The B-Side: First Jobs, Smokers, and What I Learned About Leading Through Uncertain Times

George Leith speaking about his career journey

Every so often you get asked questions that have nothing to do with your business, and those conversations tell you more about who you are than any keynote ever could. Siinda invited me to sit down for their B-Side series during the early days of the pandemic, and the questions forced me to slow down and reflect on the people, habits, and obsessions that actually shaped the way I work.

My First Job Taught Me About Work Ethic

Siinda opened with a question about my first non-desk job. Mine was at the local grocery store growing up. The owners, Bill and his wife, ran the place together. What I remember most is that Bill would not ask anyone on staff to do a job he would not do himself.

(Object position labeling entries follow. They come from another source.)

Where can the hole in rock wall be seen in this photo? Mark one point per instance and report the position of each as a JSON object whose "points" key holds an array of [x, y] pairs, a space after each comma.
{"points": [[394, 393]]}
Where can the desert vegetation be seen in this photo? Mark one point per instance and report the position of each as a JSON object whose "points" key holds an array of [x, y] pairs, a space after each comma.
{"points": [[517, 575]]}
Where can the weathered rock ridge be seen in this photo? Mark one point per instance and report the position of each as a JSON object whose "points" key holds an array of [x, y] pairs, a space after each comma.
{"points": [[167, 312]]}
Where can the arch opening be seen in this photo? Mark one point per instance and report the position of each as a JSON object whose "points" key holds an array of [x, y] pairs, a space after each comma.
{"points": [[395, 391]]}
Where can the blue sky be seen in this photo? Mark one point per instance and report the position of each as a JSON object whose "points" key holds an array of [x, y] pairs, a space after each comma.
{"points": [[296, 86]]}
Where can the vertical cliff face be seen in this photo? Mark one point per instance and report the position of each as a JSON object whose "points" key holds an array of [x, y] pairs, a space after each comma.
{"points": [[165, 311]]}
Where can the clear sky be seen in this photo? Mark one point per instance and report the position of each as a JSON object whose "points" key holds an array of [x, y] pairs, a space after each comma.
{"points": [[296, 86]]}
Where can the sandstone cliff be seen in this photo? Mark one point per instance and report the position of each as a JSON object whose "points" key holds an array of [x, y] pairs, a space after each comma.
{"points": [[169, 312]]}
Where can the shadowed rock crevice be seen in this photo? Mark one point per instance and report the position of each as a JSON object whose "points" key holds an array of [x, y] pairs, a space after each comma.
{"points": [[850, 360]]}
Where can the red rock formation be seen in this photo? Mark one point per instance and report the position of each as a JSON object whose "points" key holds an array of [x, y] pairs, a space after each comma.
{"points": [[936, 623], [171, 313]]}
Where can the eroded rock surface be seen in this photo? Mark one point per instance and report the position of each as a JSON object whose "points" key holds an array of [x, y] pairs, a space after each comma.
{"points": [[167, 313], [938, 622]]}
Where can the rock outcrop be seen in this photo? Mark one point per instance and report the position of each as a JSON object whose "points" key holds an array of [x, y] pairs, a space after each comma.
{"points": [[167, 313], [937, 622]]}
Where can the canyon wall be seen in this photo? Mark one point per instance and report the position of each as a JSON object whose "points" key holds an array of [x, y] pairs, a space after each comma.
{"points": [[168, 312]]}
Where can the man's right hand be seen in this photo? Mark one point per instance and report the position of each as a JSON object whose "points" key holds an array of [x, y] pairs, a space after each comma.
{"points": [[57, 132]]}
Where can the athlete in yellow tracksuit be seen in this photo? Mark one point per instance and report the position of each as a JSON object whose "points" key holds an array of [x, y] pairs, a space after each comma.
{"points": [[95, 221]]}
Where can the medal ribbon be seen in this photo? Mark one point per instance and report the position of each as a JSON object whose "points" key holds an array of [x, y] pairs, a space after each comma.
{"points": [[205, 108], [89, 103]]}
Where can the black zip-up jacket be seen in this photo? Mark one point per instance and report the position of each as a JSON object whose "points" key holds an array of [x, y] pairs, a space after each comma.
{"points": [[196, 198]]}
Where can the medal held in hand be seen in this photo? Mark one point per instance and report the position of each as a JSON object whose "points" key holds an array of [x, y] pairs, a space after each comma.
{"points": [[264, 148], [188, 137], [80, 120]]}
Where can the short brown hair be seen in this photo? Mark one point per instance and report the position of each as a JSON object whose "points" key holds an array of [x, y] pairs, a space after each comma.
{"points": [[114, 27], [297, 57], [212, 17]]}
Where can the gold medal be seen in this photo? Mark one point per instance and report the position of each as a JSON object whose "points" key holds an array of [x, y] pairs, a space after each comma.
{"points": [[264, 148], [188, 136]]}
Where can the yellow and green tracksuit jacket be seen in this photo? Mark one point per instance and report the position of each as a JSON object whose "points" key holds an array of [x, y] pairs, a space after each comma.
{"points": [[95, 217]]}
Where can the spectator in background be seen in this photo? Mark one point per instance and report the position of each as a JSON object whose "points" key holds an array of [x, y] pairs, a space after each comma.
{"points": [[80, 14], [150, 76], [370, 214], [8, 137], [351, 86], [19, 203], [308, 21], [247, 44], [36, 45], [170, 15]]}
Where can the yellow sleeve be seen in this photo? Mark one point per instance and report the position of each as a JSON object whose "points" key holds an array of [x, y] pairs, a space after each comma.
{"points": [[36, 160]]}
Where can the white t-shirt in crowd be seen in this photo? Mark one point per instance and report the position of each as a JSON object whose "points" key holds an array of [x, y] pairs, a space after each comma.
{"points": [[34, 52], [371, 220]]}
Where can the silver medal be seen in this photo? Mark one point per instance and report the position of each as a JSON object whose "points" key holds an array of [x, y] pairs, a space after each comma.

He knew every role in that store.

That was my first real exposure to servant leadership, before I had a name for it. I still keep in touch with them when I go home to see my folks. The lesson is simple. If you cannot do the work, do not ask your team to do it either.

Routine Became Everything

When Siinda asked about my daily routine, I had just come off eight years of heavy road travel visiting channel partners. Being grounded at home was the most time I had spent in one place in nearly a decade. I told them the truth:

“I am probably in better shape and sticking better to the eating regime because you are in a tighter routine. It is boring, I miss the contact with people.”

Routine is underrated. Travel romanticizes chaos, but real consistency in sleep, food, and movement is what lets you show up for high-stakes work over the long haul. If you lead a distributed team, this matters even more now. I explored a related angle in my post on how COVID changed sales forever.

The Brisket Problem

They also asked me about my hobbies, and I had to come clean about my smoker. I bought one, could not get it to work properly, and spent a lot of time destroying brisket on YouTube tutorials. Some of my Vendasta teammates, Jeff Tomlin, Connie, and Brendan, are fantastic smokers. Their food is genuinely delicious. Mine was not.

I told Siinda one of my goals that year was to figure the smoker out, even if I had to import someone from South Carolina to teach me. The lesson for anyone leading teams is the same. You do not have to be the best at everything. Go find the people who are, and learn from them.

Dinner With Elon

Siinda asked who I would have dinner with, living or dead. I picked Elon Musk and his wife. Part of it is the business curiosity, but there is also a Saskatchewan connection. Elon’s mother is from the prairies. I would love a couple of hours to just pick his brain on how he thinks about risk, systems, and the pace of invention.

A Message for the Siinda Community

They closed by asking what message I wanted to share with Siinda partners and members. I said it then and I will say it now. We are in an unprecedented time because this downturn is different. It is a global medical issue that touches everyone on the planet in ways economic cycles never did.

What I have learned from every downturn I have been through is this. Meaningful relationships compound. The partners you stay close to during hard times become the partners who grow with you when the market turns. I have written more on that idea in my post on the 4 fastest ways sales reps burn leads.

What I Keep Coming Back To

A few things still guide how I operate:

  • Work ethic is a habit, not a mood
  • Routine protects high performance
  • Humility is a force multiplier when you ask for help
  • Your network is the quiet asset that survives every cycle

If you are reading this and going through a tough season, stay in the game. The people who keep showing up, who keep learning, and who keep adding value are the ones who come out the other side stronger.

What is one habit or routine that has held you together during hard seasons? I would love to hear about it.